TOAD v1.0: A Python Framework for Detecting Abrupt Shifts and Coherent Spatial Domains in Earth-System Data
Abstract. Large-scale, nonlinear, abrupt, and potentially irreversible transitions in major Earth-system components are becoming increasingly likely under human pressures, with far-reaching consequences for ecosystems, climate stability, and human societies. Yet detecting and comparing such transitions across Earth System Model ensembles remains fragmented and inconsistent, hindering systematic assessment of tipping-point risks.
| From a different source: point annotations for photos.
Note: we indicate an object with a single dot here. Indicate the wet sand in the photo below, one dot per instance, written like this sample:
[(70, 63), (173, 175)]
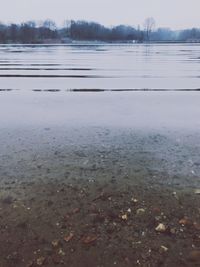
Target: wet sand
[(94, 196), (99, 156)]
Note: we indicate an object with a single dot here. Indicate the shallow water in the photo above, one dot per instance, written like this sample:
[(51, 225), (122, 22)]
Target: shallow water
[(155, 66), (74, 100)]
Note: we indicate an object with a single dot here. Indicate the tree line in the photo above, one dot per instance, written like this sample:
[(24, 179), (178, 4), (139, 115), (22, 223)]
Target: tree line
[(31, 32)]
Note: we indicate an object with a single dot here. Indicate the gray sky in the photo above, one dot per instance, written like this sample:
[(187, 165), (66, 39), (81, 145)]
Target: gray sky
[(176, 14)]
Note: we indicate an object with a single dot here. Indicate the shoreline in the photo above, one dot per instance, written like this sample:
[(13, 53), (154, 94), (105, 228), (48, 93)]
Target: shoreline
[(95, 197)]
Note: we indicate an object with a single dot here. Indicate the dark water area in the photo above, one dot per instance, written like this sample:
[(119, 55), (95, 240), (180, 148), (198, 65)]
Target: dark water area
[(99, 155)]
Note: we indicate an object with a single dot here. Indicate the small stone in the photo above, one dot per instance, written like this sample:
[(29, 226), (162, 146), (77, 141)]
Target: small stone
[(185, 221), (29, 264), (173, 231), (140, 211), (195, 256), (69, 237), (55, 243), (163, 249), (125, 217), (197, 191), (89, 239), (196, 225), (134, 200), (40, 261), (61, 252), (161, 228)]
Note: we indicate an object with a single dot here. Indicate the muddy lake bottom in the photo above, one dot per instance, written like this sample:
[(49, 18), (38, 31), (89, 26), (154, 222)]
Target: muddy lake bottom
[(99, 197), (99, 155)]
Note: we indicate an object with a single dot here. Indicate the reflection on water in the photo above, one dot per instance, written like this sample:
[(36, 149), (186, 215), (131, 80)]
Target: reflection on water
[(169, 66)]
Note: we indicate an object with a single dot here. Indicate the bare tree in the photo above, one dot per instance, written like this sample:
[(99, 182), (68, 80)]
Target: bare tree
[(149, 25)]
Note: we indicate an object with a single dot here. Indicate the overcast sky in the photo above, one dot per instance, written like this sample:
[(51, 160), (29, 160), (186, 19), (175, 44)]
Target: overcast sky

Here we present the first release of the Tipping and Other Abrupt events Detector (TOAD v1.0), an open-source, user-oriented Python framework for detecting abrupt changes in gridded Earth-system data. TOAD implements a modular three-stage pipeline consisting of 1) grid-level abrupt shift detection, 2) spatio-temporal clustering of co-occurring changes, and 3) consensus synthesis to identify statistically robust regions across ensemble members, variables, models, or methodological configurations and quantifies agreement in transition timing. The framework addresses key practical challenges of large-scale spatio-temporal clustering on geographic grids and provides diagnostic statistics and visualisation tools. Detection, clustering, and synthesis algorithms can be flexibly exchanged, supporting systematic method comparison and extensibility. TOAD functions as a data-introspection tool that reveals potentially tipping-relevant dynamics across spatial and temporal scales for subsequent, process-based analysis.
We apply TOAD to a synthetic benchmark, domain models of the Antarctic Ice Sheet and the global terrestrial biosphere, and a global Earth System Model ensemble of the North Atlantic Subpolar Gyre. Together, these demonstrations illustrate TOAD's applicability across diverse systems and establish a structured foundation for investigating where and when potentially tipping-relevant changes occur and for quantifying associated uncertainties, supporting coordinated assessment efforts such as the Tipping Points Modelling Intercomparison Project (TIPMIP).